Company leaders told a conference call that the 80,000-120,000 barrel-per-day Narrows Lake project, close to the company’s existing Christina Lake project, includes the use of solvents such as butane or propane to extract bitumen and reduce greenhouse gas emissions.
Although a budget has not been released, observers expect the price tag will run to about C$2.4 billion.
Dave Mudie, a company vice president, said Narrows Lake will be developed as a “standalone project, so future phases may have slightly higher capital costs as a result.”
“We’re currently working on plans for two to three phases of 40,000 bpd each.”
Christina Lake’s two existing phases, with combined output of 18,000 bpd, have cost about US$18,000 per flowing barrel. Its next three phases of 40,000 bpd are forecast to cost less than US$20,000, although that could rise to US$30,000.
EnCana said it is close to commercializing a combined steam-assisted process with the steam-assisted gravity drainage used at Christina Lake.
Ratio could reach 2.5 The steam-oil ratio at Narrows Lake has a rating of 2 and could reach 2.5, while the steam-oil ratio at Christina Lake, leading up to eventual production of 200,000 bpd, has consistently ranged from 1.7 to 1.9.
(The steam-oil ratio relates to the amount of water that is converted to steam to produce one barrel of oil, which means that two barrels of water must be converted to steam and injected into the reservoir to extract one barrel of bitumen).
The steam-assisted process technology injects solvents with steam to improve recovery from deeply buried bitumen deposits and is being counted on to allow wider well spacing by steam-assisted gravity drainage operators, thus shrinking the environmental footprint and possibly improving the quality of oil produced.

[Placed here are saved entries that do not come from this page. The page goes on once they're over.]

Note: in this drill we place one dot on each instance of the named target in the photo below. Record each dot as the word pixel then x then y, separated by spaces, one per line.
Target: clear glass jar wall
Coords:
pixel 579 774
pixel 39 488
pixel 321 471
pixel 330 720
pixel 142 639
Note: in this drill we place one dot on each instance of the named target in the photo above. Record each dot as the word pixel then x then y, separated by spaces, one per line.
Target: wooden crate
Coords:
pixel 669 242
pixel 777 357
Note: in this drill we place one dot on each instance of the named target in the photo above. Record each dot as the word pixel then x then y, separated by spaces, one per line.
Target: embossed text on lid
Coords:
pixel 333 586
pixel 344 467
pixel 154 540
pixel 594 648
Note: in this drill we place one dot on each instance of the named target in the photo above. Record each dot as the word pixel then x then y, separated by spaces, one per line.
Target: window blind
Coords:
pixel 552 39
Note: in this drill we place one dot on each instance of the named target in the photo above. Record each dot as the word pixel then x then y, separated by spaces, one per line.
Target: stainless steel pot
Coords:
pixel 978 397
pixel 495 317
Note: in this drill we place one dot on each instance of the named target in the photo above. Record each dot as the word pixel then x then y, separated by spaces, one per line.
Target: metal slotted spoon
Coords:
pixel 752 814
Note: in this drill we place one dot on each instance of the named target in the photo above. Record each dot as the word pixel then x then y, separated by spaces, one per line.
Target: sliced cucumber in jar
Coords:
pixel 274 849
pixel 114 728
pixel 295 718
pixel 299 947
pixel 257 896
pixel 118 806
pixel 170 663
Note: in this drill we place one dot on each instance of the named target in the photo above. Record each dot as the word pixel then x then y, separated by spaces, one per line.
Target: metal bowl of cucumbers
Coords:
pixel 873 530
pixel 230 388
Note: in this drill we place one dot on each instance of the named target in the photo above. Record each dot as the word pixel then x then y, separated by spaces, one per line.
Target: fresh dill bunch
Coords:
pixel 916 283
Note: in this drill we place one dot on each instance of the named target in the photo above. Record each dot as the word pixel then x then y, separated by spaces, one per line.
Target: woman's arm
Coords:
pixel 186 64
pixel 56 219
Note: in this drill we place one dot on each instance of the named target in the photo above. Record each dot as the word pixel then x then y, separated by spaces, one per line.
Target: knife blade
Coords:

Operating costs hinge on butane costs, but EnCana officials are confident they can recover 90 percent of the solvents injected into wells.
A major plus is the prospect of using less steam to extract bitumen, thus lowering greenhouse gas emissions.
Harbir Chhina, vice president of upstream operation in the integrated oil division, said the company’s intention is to “initiate expansion of an existing project or new development entry every one or two years.”
Expansion takes more time However, EnCana has conceded that it will need more time than earlier anticipated to complete expansions at its existing sites.
Foster Creek was targeted as the first steam-assisted gravity drainage project to reach payout by mid-2010, with the latest two phases raising plant capacity to 120,000 bpd, up 30,000 bpd from September, Mudie said. The regulatory process for the next three phases, each expected to add another 30,000 bpd, started in the second quarter.
Construction of Christina Lake’s third phase is 40 percent completed and output is scheduled to start in 2011, adding 40,000 bpd, while sanctioning of a fourth phase is expected in the current quarter, followed by the filing of three more phase applications later this year, with each contributing another 40,000 bpd.
The combined undertaking is aimed at total output of 400,000 bpd, originally set for 2015, but now extended to 2017 due to spending cutbacks over the last year.
In addition, EnCana needs more time to work on regulatory applications, as well as to submit an application for its Borealis project, which will likely need two years for approval.
Martin Molyneaux, an analyst with FirstEnergy Capital, said Cenovus is backed by a “dynamic group … upstream and downstream.”
He said the current projection is for Cenovus to start trading later this year in the mid- to high-C$20 range, although a detailed prospectus is still being awaited.